Assertion : Two opposite angles of a parallelogram are `(3x-2)^(@) and (50 - x)^(@)` . The measure of one of the angle is `37^(@)` .
Reason : Opposite angles of a parallelogram are equal

To solve the problem, we need to verify the assertion and reason given in the question regarding the angles of a parallelogram. ### Step 1: Understand the properties of a parallelogram In a parallelogram, opposite angles are equal.

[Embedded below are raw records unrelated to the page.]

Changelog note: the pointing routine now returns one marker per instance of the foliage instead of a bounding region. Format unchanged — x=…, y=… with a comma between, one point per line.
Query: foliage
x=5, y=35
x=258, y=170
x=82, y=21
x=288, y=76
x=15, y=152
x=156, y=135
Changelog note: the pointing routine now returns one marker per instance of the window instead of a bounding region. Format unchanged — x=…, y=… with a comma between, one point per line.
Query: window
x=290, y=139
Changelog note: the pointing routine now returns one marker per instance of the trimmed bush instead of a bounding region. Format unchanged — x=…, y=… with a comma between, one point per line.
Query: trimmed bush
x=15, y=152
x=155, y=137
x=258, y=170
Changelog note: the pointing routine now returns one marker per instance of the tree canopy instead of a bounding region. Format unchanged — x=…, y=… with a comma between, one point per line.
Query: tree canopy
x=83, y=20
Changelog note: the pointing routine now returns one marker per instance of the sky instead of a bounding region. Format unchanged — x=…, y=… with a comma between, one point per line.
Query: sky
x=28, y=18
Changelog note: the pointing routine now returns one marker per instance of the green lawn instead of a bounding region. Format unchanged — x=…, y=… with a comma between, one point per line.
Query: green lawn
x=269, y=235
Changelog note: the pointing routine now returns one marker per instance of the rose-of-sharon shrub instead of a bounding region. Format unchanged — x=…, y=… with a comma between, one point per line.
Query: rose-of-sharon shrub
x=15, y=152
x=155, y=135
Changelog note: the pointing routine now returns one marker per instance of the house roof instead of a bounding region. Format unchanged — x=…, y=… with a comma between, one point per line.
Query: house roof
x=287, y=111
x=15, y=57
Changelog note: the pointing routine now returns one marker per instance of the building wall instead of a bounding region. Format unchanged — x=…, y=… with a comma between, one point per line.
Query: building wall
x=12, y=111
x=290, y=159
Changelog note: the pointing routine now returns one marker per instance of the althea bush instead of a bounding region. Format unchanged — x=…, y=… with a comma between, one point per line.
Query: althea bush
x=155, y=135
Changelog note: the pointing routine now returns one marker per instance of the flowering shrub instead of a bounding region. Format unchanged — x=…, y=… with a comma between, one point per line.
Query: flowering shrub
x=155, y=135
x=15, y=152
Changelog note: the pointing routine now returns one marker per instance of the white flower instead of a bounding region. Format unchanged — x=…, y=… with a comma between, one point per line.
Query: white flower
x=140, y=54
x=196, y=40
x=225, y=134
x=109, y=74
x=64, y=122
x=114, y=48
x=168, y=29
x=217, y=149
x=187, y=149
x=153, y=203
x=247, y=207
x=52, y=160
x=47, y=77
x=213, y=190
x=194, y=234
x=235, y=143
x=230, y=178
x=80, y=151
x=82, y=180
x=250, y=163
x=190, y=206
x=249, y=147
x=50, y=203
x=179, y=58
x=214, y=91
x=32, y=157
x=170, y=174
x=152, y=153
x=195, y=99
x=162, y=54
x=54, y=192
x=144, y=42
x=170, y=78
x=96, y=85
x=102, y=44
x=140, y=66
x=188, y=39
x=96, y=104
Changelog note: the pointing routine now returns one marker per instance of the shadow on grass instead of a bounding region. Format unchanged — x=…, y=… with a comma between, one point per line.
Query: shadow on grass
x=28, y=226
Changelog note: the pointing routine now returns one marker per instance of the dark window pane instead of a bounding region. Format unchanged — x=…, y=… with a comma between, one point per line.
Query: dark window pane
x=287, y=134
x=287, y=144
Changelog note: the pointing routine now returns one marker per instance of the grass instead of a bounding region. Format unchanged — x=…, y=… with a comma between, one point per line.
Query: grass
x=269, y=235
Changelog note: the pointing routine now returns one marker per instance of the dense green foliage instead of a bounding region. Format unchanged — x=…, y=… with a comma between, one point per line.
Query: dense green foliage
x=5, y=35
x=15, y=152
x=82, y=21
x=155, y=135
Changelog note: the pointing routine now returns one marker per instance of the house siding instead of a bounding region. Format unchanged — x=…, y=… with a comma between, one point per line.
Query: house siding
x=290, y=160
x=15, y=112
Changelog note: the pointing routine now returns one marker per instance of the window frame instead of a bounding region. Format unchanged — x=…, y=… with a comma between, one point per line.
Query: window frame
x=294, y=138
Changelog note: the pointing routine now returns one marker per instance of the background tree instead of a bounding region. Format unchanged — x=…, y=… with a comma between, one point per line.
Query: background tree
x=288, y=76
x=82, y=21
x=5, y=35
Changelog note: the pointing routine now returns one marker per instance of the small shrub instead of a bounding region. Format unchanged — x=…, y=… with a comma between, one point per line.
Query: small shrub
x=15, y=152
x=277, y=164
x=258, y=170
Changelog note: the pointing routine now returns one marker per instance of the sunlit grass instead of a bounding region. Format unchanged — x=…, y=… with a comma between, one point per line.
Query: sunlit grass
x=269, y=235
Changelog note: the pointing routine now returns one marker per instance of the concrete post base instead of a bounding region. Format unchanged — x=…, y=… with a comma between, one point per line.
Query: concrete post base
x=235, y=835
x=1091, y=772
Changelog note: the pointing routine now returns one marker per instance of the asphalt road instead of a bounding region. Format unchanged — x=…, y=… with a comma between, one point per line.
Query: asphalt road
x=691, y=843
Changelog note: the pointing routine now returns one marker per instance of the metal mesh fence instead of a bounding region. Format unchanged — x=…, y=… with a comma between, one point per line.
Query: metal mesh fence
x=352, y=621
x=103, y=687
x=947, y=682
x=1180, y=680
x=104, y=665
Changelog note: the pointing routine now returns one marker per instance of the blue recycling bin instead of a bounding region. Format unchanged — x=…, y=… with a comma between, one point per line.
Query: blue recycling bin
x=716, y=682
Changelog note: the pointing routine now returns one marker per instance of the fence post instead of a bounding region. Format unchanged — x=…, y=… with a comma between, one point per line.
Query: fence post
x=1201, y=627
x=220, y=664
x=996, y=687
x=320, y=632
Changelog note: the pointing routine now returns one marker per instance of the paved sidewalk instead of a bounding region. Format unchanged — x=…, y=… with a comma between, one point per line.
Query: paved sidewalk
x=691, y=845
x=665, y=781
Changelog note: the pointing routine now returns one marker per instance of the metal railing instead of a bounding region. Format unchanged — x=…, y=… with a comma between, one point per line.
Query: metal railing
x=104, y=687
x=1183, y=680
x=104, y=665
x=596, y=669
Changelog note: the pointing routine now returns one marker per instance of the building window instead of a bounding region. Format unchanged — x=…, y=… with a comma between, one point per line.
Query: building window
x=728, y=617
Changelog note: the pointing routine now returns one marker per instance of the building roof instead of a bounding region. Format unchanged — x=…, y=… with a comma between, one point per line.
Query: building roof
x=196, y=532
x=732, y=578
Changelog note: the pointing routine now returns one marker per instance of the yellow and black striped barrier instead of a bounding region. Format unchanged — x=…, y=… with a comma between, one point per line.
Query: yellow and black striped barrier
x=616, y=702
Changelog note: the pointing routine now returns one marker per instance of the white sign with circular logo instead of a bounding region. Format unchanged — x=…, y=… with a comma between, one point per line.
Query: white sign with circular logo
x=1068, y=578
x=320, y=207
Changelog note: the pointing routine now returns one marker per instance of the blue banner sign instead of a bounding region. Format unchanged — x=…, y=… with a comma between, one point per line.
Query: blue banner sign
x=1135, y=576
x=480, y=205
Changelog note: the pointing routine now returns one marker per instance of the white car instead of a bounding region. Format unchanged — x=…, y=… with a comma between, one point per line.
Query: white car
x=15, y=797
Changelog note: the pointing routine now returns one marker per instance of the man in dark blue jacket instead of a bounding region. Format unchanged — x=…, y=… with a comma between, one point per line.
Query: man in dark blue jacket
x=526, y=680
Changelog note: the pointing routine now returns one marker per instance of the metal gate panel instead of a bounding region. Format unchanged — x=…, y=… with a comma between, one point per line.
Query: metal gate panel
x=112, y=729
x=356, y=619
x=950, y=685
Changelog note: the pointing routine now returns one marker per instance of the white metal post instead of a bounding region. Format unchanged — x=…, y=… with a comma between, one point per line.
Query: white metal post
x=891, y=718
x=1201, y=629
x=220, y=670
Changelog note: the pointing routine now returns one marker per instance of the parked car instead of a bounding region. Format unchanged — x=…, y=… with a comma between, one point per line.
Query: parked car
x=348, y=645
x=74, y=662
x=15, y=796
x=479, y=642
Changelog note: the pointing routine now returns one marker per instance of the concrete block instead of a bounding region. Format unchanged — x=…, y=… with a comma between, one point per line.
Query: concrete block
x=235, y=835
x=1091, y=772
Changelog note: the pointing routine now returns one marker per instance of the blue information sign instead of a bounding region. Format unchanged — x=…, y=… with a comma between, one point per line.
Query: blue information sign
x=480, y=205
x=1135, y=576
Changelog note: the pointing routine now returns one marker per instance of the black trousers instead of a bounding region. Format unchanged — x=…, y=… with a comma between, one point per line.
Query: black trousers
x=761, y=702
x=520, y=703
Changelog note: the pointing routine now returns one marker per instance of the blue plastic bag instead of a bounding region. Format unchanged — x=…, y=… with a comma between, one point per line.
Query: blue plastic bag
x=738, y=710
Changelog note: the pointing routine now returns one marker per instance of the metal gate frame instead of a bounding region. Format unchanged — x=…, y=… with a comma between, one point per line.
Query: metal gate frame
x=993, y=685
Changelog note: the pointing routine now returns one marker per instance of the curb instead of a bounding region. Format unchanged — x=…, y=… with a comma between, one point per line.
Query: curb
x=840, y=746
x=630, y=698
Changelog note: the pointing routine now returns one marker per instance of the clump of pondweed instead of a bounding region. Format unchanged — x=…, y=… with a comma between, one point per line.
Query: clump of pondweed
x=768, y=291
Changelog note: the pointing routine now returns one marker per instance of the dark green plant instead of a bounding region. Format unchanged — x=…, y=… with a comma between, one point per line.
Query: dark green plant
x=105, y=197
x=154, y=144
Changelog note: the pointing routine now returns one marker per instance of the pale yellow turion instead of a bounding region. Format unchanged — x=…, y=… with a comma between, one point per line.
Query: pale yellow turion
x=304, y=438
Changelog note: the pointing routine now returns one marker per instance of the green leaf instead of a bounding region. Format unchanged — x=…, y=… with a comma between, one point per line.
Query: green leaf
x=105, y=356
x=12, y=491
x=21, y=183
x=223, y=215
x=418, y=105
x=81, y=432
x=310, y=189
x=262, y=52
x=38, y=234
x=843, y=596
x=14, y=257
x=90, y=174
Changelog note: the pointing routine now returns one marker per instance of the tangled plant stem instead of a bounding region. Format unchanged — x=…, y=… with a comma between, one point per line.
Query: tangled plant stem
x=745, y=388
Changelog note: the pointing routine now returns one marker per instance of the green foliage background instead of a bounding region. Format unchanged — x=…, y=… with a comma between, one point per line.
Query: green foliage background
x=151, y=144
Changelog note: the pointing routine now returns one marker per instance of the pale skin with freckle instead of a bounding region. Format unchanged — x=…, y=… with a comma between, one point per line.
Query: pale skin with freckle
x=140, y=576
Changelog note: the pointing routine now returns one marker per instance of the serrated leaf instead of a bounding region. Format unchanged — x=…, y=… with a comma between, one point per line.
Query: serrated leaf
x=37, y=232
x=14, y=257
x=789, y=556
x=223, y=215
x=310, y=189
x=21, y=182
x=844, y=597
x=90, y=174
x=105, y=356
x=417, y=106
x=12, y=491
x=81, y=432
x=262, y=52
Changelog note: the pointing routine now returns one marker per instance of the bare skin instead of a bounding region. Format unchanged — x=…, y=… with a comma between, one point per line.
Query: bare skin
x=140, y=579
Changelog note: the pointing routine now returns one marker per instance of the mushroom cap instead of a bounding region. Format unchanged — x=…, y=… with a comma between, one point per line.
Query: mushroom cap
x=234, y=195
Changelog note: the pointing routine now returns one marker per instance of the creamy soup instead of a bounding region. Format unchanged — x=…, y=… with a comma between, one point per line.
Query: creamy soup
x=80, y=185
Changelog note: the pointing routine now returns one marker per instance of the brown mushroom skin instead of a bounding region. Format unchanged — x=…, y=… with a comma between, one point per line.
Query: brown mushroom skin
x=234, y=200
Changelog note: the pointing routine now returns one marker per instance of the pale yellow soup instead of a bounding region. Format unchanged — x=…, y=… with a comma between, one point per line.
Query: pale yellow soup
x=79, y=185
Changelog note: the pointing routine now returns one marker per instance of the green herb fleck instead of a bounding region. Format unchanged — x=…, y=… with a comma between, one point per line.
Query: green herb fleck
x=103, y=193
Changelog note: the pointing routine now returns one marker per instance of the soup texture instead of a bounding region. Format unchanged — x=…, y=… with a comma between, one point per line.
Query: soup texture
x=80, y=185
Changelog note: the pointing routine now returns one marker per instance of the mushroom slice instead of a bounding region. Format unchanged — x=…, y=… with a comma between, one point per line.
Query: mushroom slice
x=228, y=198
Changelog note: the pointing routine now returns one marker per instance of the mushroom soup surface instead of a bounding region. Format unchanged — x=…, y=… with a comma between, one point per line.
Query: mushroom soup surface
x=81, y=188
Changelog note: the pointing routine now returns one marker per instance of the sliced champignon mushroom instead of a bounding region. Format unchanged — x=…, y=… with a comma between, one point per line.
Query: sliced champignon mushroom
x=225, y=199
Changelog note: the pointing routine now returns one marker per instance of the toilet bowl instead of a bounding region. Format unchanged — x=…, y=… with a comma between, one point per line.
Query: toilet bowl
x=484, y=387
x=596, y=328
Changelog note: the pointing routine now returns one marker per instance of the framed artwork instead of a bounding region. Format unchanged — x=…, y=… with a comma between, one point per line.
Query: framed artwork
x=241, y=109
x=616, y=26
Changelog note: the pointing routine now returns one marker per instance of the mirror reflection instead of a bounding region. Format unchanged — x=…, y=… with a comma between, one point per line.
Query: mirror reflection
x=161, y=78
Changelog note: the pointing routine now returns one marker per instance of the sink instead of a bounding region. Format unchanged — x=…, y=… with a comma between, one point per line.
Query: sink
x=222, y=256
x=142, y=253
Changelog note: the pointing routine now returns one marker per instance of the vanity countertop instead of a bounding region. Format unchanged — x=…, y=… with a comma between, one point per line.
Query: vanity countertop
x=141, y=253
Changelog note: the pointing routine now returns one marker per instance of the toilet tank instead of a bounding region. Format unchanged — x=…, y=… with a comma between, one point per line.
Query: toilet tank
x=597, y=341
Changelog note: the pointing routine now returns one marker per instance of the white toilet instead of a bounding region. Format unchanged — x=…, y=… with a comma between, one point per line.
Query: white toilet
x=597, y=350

This means if we have angles A and C as opposite angles, then: \[ \text{Angle A} = \text{Angle C} \] Similarly, for angles B and D: \[ \text{Angle B} = \text{Angle D} \] ### Step 2: Set up the equations based on the assertion According to the assertion, we have two opposite angles given as: - Angle A = \( (3x - 2)^\circ \) - Angle C = \( (50 - x)^\circ \) Since these angles are opposite angles in a parallelogram, we can set them equal to each other: \[ 3x - 2 = 50 - x \] ### Step 3: Solve for x To solve for \( x \), we will rearrange the equation: 1. Add \( x \) to both sides: \[ 3x + x - 2 = 50 \] \[ 4x - 2 = 50 \] 2. Next, add 2 to both sides: \[ 4x = 52 \] 3. Now, divide both sides by 4: \[ x = 13 \] ### Step 4: Find the measure of the angles Now that we have the value of \( x \), we can find the measure of one of the angles. Let's substitute \( x \) back into the expression for Angle A: \[ \text{Angle A} = 3x - 2 = 3(13) - 2 = 39 - 2 = 37^\circ \] ### Step 5: Verify the assertion The problem states that one of the angles is \( 37^\circ \). We have calculated Angle A to be \( 37^\circ \), which confirms the assertion is true. ### Step 6: Conclusion Since we have verified that the assertion is true and the reason (that opposite angles in a parallelogram are equal) is also true, we conclude that both the assertion and reason are correct.